High-performance supercapacitors need the NiCo2S4 /KB nanocomposites to be successfully produced as a binder-free electrode on the surface-treated nickel foams for high-performance supercapacitors. In comparison with the pure NiCo2S4 electrode (NiK0), majorly improved electrochemical performance is showed by the as-prepared NiCo2S4 /KB nanocomposite electrodes (Ni1K0.125, Ni1K0.25, Ni1K0.5) with controllable mass loadings. According to the demonstrations of the electrochemical measurements, the Ni1K0.25 electrode has a remarkable cycling stability (at 10 mA cm-2, 92.1% capacitance retention 6000 cycles), good rate capacitance (at 40 mA cm-2, 38.41% capacitance retention), and a competitive areal specific capacitance (at 10 mA cm-2, 10.10 F cm-2). In conclusion, a promising electrode for applications in practical life is the high-performance NiCo2S4/KB nanocomposite electrode. Furthermore, it also promotes a facile interface design approach to control the electrode’s mass loading which is beneficial for the production of high-performance energy storage devices.

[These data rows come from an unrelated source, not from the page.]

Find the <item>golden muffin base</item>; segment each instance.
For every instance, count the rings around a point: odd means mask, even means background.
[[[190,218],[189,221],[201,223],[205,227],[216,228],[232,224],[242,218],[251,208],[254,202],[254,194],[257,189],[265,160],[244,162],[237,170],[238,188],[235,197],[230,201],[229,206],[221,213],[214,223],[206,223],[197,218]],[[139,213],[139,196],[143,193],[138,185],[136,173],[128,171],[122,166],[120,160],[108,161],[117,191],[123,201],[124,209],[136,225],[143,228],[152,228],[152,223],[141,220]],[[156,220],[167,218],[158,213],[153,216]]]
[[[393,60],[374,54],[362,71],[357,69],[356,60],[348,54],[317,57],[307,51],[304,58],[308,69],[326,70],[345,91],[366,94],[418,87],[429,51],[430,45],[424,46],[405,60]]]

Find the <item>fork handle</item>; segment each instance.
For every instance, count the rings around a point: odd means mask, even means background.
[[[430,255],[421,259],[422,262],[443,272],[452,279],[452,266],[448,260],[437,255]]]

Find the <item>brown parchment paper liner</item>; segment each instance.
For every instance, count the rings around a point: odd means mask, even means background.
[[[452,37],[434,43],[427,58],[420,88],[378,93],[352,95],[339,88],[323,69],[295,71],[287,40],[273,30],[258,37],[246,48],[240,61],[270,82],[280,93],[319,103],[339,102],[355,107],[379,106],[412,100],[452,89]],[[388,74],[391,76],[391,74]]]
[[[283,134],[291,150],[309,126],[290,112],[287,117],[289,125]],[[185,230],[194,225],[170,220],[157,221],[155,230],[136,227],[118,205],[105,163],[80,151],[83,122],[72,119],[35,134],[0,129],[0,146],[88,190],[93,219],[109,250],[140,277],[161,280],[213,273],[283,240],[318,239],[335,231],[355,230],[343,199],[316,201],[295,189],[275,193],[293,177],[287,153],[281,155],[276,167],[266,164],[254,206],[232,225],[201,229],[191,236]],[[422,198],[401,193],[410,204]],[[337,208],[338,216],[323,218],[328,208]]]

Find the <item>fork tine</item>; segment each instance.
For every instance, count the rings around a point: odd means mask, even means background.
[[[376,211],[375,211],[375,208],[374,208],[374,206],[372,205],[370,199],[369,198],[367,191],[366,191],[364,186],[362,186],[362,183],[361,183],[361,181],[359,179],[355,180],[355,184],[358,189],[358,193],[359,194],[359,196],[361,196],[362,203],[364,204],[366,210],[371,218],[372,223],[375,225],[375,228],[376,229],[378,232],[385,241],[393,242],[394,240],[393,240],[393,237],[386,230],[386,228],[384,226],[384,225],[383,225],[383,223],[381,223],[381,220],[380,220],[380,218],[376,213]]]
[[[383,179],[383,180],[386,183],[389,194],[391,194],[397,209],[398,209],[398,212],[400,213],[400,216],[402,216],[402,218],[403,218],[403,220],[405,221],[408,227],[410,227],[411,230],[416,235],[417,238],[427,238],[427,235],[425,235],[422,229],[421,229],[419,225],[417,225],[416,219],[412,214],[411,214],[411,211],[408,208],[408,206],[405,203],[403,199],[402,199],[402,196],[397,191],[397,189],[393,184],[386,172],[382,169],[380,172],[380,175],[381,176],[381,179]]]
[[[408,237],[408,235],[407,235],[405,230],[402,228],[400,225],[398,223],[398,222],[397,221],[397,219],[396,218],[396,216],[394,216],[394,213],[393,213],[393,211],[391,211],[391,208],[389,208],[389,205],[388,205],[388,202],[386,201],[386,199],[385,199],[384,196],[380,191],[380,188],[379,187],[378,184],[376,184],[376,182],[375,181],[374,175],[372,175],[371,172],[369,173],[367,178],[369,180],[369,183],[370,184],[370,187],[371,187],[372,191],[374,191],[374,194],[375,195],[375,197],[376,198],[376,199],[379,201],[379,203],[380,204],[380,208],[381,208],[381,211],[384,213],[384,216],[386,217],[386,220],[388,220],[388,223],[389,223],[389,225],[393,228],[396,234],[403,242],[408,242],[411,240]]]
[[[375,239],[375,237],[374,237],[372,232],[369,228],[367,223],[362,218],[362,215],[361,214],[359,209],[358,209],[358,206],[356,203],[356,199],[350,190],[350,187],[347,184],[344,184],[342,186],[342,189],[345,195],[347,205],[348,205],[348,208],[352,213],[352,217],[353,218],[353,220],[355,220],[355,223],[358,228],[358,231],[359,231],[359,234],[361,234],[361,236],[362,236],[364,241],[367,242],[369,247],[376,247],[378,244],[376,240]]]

One of the extremely pure carbon black known as Ketjenblack EC-600JD is really appropriate and suitable for electroconductive and antistatic applications. In comparison with the conventional electroconductive blacks, only one-sixth of Ketjenblack EC600-JD amount is required for achieving the same conductivity and that is because of its very high surface area of almost 1400 m2/g (BET) and remarkable morphology. Ketjenblack EC600-JD enables easier processing for the compounds that are sensitive toward the addition of filler, therefore lessening loss in the rheological and mechanical characteristics. The resulting compound’s conductivity can significantly increase when ketjenblack EC-600 JD thoroughly disperses with the polymer. One can use Ketjenblack EC-600JD in all kinds of elastomers, thermoplastic, thermoset, and polymers.
One can make a remarkable conductive material with extremely less amounts of Ketjenblack EC-600JD because of its remarkable and unique structure and morphology. A particular conductivity should be obtained by the loading so the type of polymer significantly determines the loading that is required. The special Ketjenblack EC Technical Bulletin gives us more of the available detailed information. Low ash content is possessed by Ketjenblack EC-600JD, which along with the very low loading level, results in it being a remarkable product in cable shielding for Semicon applications. During extrusion, an extremely smooth surface is provided by the low grit content.
Coatings and primers
Primers and conductive coatings can be produced by using Ketjenblack EC-600JD. Optimal electroconductive performance can be obtained at extremely low loading levels, and it also lessens the loss in rheological and mechanical characteristics than the loss in Ketjenblack EC-300J. The same conductivity can be obtained by using Ketjenblack EC-300J but double the amount. Battery packaging for cell phones, automotive parts, carpet backing, flooring, tubing, IC parts, and many more are some of the other applications.
Ketjen Black is used in various forms and means but the best it can be used is in the form of a semiconductor. Depending upon the characteristics and properties that it is capable of possessing, the creditability of the product increases and enhances its authenticity.